Matt Ruff: Yes, the initial inspiration for this particular story came when I was invited to offer some television pitches around 2007. One of the ideas I came up with was Lovecraft Country. The initial idea was to do a show like The X-Files where I would have a recurring cast of characters having paranormal adventures. Instead of white FBI agents from the ’90s though this would be about a black family who ran a travel agency in Chicago in the 1950s. They published a fictional version of the Green Book called “The Safe Negro Travel Guide”. It’s a book that tells black travelers where they can find welcome around the U.S. in the time when segregation was legal.

So, the family would have paranormal adventures, but they’d also experience the more mundane horrors of life in racist America at that time. That’s sort of how Lovecraft came in. I needed a thematic bridge between paranormal horror and racism. Lovecraft is that. He’s a very important and talented cosmic horror writer, but he’s also a white supremacist. After giving it that title I brought in some other Lovecraftian elements.



And yes, the ur moment for what became Lovecraft Country was much earlier. When I was in college at Cornell I was friends with a guy named Joseph Scantlebury. One of the things I liked to do at Cornell was go on long walks. Cornell is located in Ithaca, and at that time it was a cosmopolitan island surrounded by rural farmland. So, I’d go out and get lost around the farmland and eventually make my way back to campus. One day, I stopped on the way home to talk with Joe. I said he should go on a hike and he kind of laughed and said, “Matt, I’m black; I can’t go wandering around the countryside, not if I want to live to see graduation.” I was like, “What are you talking about? We’re in the north.” He kind of laughed again and said, “I know that, but I still can’t go walking around the countryside.”
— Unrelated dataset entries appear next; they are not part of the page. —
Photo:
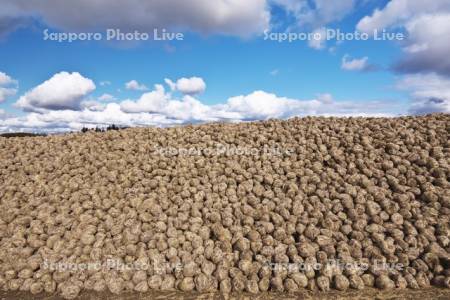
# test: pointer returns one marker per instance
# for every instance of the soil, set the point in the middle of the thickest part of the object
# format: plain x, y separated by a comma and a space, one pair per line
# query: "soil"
368, 293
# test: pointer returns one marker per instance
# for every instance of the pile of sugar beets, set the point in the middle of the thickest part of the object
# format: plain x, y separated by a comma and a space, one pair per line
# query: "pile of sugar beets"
303, 204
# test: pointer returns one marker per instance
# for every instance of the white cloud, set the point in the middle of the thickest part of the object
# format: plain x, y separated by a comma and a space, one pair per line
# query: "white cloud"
317, 13
274, 72
319, 39
66, 120
8, 86
135, 86
6, 93
427, 48
355, 64
234, 17
187, 86
426, 23
106, 97
63, 91
429, 92
398, 12
159, 108
6, 80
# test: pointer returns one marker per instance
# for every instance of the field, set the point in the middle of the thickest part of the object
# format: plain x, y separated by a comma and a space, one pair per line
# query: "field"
309, 207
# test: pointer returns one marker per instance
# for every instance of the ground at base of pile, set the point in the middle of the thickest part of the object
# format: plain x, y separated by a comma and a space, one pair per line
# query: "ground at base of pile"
368, 293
I thought about that the next time I was out walking and I realized that I didn’t see very many people on these walks, but the ones I’d run into were all white, and they were the kind of folks who drove pickup trucks with gun racks. I didn’t get hassled, but if I had looked like Joe I might have got a very different reception. If anything did happen to you there was nowhere to run. You’d disappear. So, I realized Joe and I may be in the same geographical space, but in a very important way it was an entirely different country for Joe than it was for me. That stuck with me. Joe also introduced me to Professor James Turner who was a teacher in the African Studies department. The things I learned from both of them stayed with me for many years, and it’s part of the reason that when I thought about doing an X-Files style show I thought it should be about black folks in America.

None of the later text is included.